En este sentido explica que “afortunadamente, ya que durante mucho tiempo fueron relegadas a un segundo plano, fueron guardados celosamente en archivos y bibliotecas”. En nuestro país, hoy contamos con “grandes cartotecas, que gracias a las nuevas tecnologías están dando a conocer sus fondos, consecuencia directa de los años que llevan catalogándolo y recatalogándolos”.

Faltan estudios teóricos sobre cartografía

Pero algo “muy importante” para Zucas es que “no abundan los estudios teóricos sobre su naturaleza u objetivos demandándose su recuperación histórica para ser divulgada de manera académica”. “Es infinita la información que puede leerse en una cartografía y a su vez  es un territorio deshabitado de investigación que los observe desde prismas diferentes”, añade.
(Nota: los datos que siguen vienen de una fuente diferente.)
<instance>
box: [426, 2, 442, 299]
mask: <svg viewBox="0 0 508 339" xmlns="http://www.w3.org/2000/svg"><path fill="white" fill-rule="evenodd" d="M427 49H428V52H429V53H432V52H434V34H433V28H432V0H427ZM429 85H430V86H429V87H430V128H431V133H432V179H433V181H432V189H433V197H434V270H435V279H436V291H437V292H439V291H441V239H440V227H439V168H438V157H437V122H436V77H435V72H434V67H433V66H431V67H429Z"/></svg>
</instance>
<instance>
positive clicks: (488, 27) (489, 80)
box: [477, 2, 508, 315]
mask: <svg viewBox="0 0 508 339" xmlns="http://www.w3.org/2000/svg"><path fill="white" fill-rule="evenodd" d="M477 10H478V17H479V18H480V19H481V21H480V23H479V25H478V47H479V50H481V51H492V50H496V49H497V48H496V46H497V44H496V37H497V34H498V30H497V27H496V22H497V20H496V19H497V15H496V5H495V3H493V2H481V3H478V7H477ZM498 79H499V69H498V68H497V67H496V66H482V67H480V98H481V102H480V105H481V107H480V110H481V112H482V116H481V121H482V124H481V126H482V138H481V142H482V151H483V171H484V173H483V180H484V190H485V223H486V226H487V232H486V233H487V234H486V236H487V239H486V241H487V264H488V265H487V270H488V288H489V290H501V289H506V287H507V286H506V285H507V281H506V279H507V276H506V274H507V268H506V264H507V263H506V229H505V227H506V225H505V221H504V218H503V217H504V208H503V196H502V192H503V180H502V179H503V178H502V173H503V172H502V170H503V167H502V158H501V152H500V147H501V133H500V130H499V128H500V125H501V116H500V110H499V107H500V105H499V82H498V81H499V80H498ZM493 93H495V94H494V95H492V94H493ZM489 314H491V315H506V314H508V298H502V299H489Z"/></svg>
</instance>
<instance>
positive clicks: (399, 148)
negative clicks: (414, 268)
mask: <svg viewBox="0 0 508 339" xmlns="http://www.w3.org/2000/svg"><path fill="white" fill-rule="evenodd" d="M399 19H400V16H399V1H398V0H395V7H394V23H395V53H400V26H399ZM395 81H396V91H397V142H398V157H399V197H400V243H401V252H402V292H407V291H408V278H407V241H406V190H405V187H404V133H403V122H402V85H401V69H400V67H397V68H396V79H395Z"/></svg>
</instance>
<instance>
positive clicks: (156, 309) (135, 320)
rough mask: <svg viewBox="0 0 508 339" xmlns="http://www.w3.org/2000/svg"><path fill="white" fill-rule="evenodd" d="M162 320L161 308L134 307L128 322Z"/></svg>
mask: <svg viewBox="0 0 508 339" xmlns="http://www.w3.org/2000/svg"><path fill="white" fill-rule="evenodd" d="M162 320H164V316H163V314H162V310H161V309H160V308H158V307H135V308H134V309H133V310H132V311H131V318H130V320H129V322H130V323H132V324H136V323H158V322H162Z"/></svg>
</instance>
Aquí es donde aún, para Zucas, queda mucho por contar ya que abarca todas las facetas, se trata de una disciplina donde interactuó simultáneamente la ciencia, el arte y la técnica en cada momento histórico de la humanidad, influenciándose de las distintas corrientes artísticas y levantándose en diferentes ubicaciones geográficas.

¿Cómo se catalogan los mapas?

Un archivo se organiza, de cara a simplificar la búsqueda, de manera que en bibliotecología para catalogar este material documental, se considera antiguo cuándo este haya sido publicado antes de 1901 y moderno posterior a esa fecha, aunque en algunas instituciones se sigue estableciendo como fecha límite el año 1830.

A juicio de Zucas “en este momento donde la información fluye y es accesible a casi todo el mundo, a veces es necesario valerse de recursos donde poder canalizarla adecuadamente”. De esta manera defiende que “la cartografía es ideal para ello, más aún cuando disponemos de archivos tan importantes”.

3 COMENTARIOS

  1. No es cierto que “no abundan los estudios teóricos sobre su naturaleza u objetivos demandándose su recuperación histórica para ser divulgada de manera académica”. En los últimos 20 años se han publicado muchos estudios teóricos y metodológicos novedosos sobre la cartografía antigua (sobre todo, en inglés y en francés, pero también en alemán, y menos en español, portugués e italiano).